Each foundation system has many variations, and it is important to select the one best suited to the climate, the soil type, the site, and the building program. With all foundations, you should investigate the local soil type. Soil types, along with their bearing capacities, are often described in local soil profiles based on information from the U. S. Geological Survey (USGS). If there is any question about matching a foundation system to the soil or to the topography of the site, consult a soil or structural engineer before construction begins. This small investment may save thousands of dollars in future repair bills.
design checklist
Because the foundation is so important to the longevity of the building and because it is so difficult to repair, it is wise to be conservative in its design and construction. Make the foundation a little stronger than you think you need to. As a minimum, even if not required by code, it is recommended that you follow this rule-of — thumb checklist:
1. Place the bottom of the footing below the frost line on solid, undisturbed soil that is free of organic material. (Local codes will prescribe frost-line depth.)
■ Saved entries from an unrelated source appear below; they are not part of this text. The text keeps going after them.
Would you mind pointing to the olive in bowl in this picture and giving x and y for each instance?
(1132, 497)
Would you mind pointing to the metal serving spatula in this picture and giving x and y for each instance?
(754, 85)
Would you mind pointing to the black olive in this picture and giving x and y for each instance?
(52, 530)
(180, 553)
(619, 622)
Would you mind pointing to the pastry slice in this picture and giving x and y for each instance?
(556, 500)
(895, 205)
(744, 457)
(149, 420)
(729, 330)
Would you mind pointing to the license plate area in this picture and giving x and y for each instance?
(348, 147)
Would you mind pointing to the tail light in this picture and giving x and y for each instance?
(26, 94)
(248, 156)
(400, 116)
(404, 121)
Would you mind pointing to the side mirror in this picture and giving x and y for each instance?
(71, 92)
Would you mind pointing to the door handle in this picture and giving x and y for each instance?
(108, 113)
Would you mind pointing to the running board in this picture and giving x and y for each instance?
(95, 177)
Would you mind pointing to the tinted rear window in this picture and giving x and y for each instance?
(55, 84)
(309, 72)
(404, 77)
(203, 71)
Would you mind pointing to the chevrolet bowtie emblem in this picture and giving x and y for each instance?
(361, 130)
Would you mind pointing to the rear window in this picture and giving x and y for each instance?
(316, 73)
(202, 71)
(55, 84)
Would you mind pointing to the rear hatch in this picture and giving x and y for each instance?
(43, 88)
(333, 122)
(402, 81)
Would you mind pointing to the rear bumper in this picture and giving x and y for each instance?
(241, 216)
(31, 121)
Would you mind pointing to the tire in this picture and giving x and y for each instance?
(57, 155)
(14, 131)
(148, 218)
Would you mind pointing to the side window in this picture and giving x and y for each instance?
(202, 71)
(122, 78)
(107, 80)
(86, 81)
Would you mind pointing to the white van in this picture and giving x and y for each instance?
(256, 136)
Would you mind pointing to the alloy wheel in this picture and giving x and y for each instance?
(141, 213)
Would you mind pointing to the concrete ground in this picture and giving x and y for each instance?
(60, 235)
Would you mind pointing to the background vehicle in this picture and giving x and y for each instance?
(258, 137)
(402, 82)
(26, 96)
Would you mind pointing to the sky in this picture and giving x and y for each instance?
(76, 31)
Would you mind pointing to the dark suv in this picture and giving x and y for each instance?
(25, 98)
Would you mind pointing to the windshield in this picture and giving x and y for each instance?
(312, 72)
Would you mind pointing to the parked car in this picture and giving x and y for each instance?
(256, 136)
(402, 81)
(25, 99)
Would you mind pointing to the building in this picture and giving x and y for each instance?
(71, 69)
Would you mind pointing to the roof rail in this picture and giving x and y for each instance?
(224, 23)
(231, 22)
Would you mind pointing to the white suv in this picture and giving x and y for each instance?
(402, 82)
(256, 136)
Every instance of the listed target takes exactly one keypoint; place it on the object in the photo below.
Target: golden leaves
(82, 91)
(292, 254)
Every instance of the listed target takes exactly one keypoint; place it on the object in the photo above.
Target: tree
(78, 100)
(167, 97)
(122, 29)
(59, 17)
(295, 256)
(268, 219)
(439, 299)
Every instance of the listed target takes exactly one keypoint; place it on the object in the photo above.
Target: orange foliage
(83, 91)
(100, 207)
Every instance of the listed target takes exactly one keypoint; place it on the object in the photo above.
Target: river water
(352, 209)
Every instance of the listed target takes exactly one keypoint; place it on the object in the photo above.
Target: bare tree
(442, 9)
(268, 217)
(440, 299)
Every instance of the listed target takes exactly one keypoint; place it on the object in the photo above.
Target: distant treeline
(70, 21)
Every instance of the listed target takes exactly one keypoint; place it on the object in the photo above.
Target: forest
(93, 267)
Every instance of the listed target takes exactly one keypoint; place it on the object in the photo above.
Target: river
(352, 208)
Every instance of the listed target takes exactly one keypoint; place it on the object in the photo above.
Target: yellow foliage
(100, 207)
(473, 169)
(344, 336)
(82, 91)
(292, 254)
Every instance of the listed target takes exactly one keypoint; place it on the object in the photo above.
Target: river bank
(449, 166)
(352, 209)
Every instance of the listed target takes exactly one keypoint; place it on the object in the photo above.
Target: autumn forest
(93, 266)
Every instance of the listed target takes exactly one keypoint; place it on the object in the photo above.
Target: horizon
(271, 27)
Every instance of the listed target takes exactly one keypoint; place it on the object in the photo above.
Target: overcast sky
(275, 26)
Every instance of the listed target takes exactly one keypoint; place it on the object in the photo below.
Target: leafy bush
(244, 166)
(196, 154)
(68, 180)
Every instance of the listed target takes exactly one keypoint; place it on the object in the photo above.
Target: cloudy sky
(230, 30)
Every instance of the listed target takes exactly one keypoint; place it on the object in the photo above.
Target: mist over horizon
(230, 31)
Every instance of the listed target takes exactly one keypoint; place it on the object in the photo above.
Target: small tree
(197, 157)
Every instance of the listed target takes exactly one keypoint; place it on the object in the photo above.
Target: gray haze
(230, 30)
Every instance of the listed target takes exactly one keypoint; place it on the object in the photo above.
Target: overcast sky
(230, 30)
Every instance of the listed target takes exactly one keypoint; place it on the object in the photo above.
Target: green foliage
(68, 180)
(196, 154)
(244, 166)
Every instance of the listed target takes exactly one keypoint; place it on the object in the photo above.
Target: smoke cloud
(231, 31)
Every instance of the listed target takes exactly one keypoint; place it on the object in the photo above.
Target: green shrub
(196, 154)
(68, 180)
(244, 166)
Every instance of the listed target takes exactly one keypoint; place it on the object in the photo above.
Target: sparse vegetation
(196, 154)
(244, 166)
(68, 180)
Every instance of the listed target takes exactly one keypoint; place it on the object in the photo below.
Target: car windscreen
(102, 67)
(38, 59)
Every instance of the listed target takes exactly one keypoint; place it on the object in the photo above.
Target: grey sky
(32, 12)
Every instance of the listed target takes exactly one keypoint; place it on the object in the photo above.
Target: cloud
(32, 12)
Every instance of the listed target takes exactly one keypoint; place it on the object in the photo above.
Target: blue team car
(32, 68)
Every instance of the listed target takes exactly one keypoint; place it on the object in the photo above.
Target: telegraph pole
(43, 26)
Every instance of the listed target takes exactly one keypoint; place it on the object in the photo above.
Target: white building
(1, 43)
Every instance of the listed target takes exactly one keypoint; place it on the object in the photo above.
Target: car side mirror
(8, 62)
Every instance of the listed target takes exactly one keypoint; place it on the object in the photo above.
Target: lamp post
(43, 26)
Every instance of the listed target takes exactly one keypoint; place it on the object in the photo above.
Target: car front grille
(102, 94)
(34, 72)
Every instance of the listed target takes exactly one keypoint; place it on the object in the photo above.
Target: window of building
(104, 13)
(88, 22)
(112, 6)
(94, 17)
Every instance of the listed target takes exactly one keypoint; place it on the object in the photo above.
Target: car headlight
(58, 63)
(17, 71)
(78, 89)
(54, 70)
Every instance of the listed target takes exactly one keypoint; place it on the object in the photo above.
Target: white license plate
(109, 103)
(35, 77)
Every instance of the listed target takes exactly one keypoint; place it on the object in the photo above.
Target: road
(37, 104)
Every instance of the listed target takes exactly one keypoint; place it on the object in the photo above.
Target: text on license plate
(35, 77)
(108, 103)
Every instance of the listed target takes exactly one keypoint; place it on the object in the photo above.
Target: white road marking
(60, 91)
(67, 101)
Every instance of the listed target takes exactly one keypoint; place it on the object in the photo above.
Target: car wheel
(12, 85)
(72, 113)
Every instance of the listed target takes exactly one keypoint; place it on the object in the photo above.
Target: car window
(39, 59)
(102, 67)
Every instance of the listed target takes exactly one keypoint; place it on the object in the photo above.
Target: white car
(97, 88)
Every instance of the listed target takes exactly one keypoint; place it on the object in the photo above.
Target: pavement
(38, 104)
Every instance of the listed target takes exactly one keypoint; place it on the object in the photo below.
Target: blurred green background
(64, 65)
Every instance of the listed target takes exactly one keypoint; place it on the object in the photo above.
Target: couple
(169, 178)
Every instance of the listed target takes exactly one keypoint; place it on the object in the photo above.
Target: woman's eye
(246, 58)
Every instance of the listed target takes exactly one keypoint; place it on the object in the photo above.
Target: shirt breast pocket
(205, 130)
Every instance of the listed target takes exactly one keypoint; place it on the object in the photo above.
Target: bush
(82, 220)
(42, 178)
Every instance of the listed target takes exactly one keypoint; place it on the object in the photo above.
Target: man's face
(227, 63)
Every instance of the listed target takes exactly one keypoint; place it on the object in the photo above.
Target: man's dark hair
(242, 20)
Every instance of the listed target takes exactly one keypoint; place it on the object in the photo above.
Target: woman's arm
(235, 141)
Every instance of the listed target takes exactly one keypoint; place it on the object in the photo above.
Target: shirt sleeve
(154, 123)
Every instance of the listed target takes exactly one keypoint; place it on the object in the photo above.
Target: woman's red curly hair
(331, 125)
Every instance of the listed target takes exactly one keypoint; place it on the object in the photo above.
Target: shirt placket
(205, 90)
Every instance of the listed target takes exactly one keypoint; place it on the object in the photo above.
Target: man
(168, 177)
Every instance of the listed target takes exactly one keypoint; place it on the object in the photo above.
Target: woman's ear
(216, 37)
2. Use continuous horizontal rebar in the footing and at the top of foundation walls (joint reinforcing may be allowable in concrete-block walls). Tie the footing and wall together with vertical rebar.
3. Tie wood members to the foundation with bolts or straps embedded in the foundation. Anchoring requirements in hurricane and severe earthquake zones are shown in the following chapters, but specific requirements should be verified with local codes.
4. Provide adequate drainage around the foundation. Slope backfill away from the building and keep soil
6 in. below all wood.
Many codes and many site conditions require measures beyond these minimum specifications. In addition, there are several other considerations important
to a permanent foundation system, and these are discussed in this chapter. They include support of loads that do not fall at the perimeter wall, such as footings for point loads within the structure and at porches and decks; insulation and moisture barriers; waterproofing and drainage; protection against termites, other insects and wood-decaying organisms; and precautions against radon gas.
5. Get the details right. Use pressure-treated or other decay-resistant wood in contact with concrete. Straps, hangers, and fasteners in contact with pressure-treated lumber should be hot-dip galvanized to protect against degradation from the preservative chemicals. Use a moisture barrier between all concrete and untreated wood.
other foundation systems
The permanent wood foundation (PWF), developed in the 1970s, now accounts for about 5% of foundations in the United States and 20% in Canada. Made of pressure-treated framing, the crawl-space or basement walls sit on a bed of compacted gravel rather than a concrete footing. The same framing crew that constructs the structure above can build the foundation walls; and when insulation, wiring, and other utilities are required, they can be located in wall cavities between studs as they are in the rest of the building.
Insulating concrete formwork (ICF) may be used in place of wooden formwork for the walls of a basement or heated crawl space. The insulation stays in place after the concrete walls have been poured and provides thermal separation for the space within. ICF walls must be protected on the exterior, and wiring and other utilities must be either integrated or carved into the interior insulation surface.